I have this inequality: $$2\cos^2x+\cos x-1\geq0$$ If I replace $cosx$ with $u$, the inequality becomes:$$2u^2+u-1\geq0$$ The solutions of $$2u^2+u-1=0$$ are $-1$ and $\frac{1}{2}$. When I draw the graph of this function, I can see where it's greater than $0$, that's in the intervals $(-\infty,-1] \cup [\frac{1}{2},+\infty)$. I don't know how to use this information and apply it to $\cos x$ because my results are messed up. (Solution: $x\in[-\frac{\pi}{3}+2n\pi, \frac{\pi}{3}+2n\pi] \cup (\pi+2n\pi), n\in \Bbb Z$)

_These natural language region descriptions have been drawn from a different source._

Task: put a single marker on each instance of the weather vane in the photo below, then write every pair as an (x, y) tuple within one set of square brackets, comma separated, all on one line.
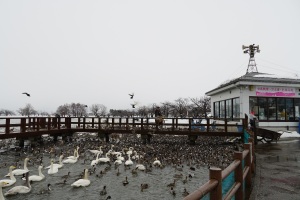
[(251, 50)]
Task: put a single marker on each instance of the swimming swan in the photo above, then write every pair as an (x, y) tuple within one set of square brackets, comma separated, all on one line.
[(2, 184), (52, 170), (58, 165), (84, 181), (12, 179), (105, 159), (18, 172), (129, 161), (39, 177), (20, 189)]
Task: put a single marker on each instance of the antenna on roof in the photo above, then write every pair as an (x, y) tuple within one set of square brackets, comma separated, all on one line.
[(251, 50)]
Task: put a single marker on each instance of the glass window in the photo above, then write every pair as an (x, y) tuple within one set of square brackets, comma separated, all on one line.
[(228, 108), (290, 109), (262, 109), (222, 109), (216, 110), (297, 109), (236, 108), (253, 106), (281, 110), (271, 108)]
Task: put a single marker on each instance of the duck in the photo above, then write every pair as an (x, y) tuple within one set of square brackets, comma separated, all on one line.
[(129, 161), (52, 170), (95, 151), (47, 190), (18, 172), (75, 153), (83, 181), (39, 177), (95, 162), (57, 165), (2, 184), (20, 189), (104, 159), (156, 162), (12, 179), (144, 186), (126, 181), (103, 191), (71, 160)]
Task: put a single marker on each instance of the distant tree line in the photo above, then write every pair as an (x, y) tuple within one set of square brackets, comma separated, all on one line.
[(181, 107)]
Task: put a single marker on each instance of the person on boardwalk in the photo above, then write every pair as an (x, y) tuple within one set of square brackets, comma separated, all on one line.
[(158, 117)]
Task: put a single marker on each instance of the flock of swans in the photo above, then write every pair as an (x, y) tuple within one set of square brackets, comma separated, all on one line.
[(96, 154)]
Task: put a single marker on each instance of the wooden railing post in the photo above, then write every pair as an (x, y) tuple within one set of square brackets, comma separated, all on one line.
[(216, 173), (23, 125), (7, 125), (248, 181), (238, 173), (253, 155)]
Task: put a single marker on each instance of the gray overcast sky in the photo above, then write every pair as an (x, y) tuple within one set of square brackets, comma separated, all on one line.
[(92, 51)]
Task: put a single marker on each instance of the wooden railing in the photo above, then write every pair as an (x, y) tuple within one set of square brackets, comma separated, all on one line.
[(31, 124), (213, 187)]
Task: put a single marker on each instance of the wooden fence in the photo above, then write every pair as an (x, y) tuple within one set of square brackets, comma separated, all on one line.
[(243, 172)]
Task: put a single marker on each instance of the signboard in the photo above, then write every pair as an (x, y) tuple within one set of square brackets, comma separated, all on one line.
[(267, 91)]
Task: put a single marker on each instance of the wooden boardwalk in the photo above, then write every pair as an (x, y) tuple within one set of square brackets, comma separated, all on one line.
[(30, 127)]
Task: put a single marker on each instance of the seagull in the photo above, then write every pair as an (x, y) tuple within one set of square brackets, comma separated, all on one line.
[(26, 94), (131, 95)]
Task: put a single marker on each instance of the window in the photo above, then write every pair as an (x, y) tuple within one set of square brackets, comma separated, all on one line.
[(228, 108), (236, 108), (222, 109)]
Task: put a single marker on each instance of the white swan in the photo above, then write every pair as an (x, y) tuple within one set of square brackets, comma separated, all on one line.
[(39, 177), (156, 162), (12, 179), (95, 162), (18, 172), (129, 161), (71, 160), (84, 181), (140, 167), (20, 189), (105, 159), (58, 165), (2, 184), (52, 170), (95, 151)]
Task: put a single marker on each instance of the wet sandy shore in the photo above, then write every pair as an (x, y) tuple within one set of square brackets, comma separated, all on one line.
[(277, 170)]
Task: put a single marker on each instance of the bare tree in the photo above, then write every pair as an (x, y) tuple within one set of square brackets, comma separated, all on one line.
[(180, 107), (203, 105), (98, 109), (6, 112), (64, 110)]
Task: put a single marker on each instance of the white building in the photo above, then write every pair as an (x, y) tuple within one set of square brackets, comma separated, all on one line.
[(274, 101)]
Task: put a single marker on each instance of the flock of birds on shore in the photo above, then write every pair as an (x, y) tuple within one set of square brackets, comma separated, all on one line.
[(127, 151)]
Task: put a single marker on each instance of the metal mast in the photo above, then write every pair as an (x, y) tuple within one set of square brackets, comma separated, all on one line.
[(251, 50)]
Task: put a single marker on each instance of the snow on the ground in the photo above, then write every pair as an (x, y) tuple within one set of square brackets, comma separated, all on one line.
[(286, 134)]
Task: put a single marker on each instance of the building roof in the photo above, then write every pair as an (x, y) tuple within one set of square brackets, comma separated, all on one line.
[(256, 77)]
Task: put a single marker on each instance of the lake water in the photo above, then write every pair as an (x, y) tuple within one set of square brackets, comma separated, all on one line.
[(181, 162)]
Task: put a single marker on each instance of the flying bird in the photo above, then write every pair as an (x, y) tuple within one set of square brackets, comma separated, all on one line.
[(131, 95), (26, 94)]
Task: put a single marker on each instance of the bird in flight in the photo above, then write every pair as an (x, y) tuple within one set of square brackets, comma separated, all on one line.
[(26, 94), (131, 95)]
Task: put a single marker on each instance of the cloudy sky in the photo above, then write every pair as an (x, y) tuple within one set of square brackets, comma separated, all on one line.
[(97, 52)]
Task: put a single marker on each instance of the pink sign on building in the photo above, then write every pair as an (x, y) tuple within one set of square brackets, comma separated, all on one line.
[(275, 91)]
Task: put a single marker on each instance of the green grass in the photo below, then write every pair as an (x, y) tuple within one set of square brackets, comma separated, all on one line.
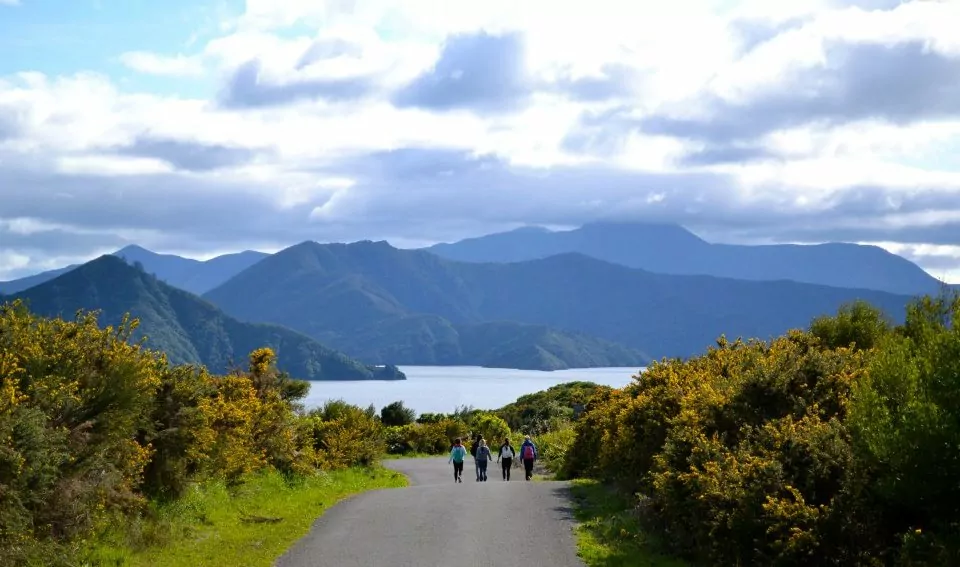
[(608, 535), (393, 457), (211, 526)]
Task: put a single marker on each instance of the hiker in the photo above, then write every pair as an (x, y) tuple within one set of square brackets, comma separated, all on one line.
[(528, 454), (505, 457), (473, 451), (483, 457), (457, 455)]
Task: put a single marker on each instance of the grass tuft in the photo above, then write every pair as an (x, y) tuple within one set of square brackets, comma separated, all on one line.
[(215, 525), (609, 534)]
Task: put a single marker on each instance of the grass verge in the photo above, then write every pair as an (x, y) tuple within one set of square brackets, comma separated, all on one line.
[(608, 535), (250, 525), (396, 457)]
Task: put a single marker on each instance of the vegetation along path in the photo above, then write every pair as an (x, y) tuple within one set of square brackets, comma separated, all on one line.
[(436, 522)]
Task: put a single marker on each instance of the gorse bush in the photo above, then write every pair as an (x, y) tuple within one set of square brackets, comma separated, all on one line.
[(839, 445), (92, 425)]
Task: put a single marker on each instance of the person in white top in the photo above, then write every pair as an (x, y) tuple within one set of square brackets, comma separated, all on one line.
[(505, 456)]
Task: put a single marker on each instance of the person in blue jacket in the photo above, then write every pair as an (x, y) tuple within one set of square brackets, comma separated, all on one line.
[(457, 455), (528, 454)]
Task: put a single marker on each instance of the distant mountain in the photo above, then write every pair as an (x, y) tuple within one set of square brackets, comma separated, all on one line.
[(369, 295), (187, 328), (432, 340), (192, 275), (13, 286), (671, 249)]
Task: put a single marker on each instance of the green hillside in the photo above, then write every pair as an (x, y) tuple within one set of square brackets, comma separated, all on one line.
[(186, 327), (369, 295)]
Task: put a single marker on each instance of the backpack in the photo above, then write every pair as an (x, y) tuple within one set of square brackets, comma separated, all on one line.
[(528, 451)]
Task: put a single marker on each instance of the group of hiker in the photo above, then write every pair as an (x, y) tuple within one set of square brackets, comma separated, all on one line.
[(482, 456)]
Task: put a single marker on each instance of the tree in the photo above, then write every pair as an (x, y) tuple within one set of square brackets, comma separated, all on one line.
[(397, 414)]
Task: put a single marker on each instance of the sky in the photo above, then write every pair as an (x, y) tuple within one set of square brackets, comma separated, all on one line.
[(201, 127)]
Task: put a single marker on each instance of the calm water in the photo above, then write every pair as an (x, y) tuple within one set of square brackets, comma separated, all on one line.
[(434, 389)]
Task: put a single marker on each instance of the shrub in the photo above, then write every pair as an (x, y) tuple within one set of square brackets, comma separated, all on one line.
[(493, 429), (345, 435), (397, 414), (92, 424), (554, 446), (74, 397), (905, 420)]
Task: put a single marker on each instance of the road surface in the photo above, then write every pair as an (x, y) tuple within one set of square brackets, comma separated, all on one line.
[(436, 522)]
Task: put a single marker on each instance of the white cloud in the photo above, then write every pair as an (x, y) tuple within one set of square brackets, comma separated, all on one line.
[(154, 64), (308, 116)]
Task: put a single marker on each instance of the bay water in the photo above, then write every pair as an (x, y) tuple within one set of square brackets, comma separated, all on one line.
[(441, 389)]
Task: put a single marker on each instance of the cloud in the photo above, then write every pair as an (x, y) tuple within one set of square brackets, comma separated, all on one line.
[(749, 122), (155, 64), (899, 83), (191, 156), (479, 71), (247, 88)]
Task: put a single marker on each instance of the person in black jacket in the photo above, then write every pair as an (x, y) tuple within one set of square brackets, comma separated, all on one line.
[(505, 456), (473, 451)]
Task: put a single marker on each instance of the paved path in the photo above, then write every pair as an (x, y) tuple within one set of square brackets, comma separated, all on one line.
[(438, 523)]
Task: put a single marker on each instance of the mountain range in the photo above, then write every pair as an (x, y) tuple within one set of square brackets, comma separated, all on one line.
[(607, 294), (672, 249), (353, 296), (195, 276), (185, 327)]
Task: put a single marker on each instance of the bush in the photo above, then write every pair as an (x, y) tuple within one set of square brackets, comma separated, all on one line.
[(748, 454), (493, 429), (553, 447), (93, 425), (397, 414), (533, 413), (905, 419), (345, 436), (73, 398)]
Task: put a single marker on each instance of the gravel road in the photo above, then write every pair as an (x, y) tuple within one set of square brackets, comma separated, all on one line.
[(438, 523)]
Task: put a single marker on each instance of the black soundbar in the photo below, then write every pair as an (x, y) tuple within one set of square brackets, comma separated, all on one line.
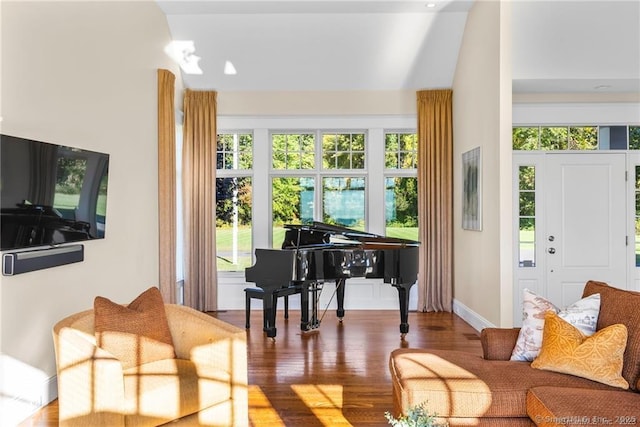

Edit: The solution is just to continue finding $cosx$ in these intervals, and find the solutions on a unit circle, which gives an interval $x\in[-\frac{\pi}{3}+2n\pi, \frac{\pi}{3}+2n\pi], n\in \Bbb Z$ and a point, because cosine is limited to $-1$, therefore we include $\pi$, and it's multiplies ($+2n\pi$).
Hint: another approach is to write the left hand side as $$ 2\cos^2(x)+\cos(x)-1=2(\cos(x)+\tfrac14)^2-\tfrac98 $$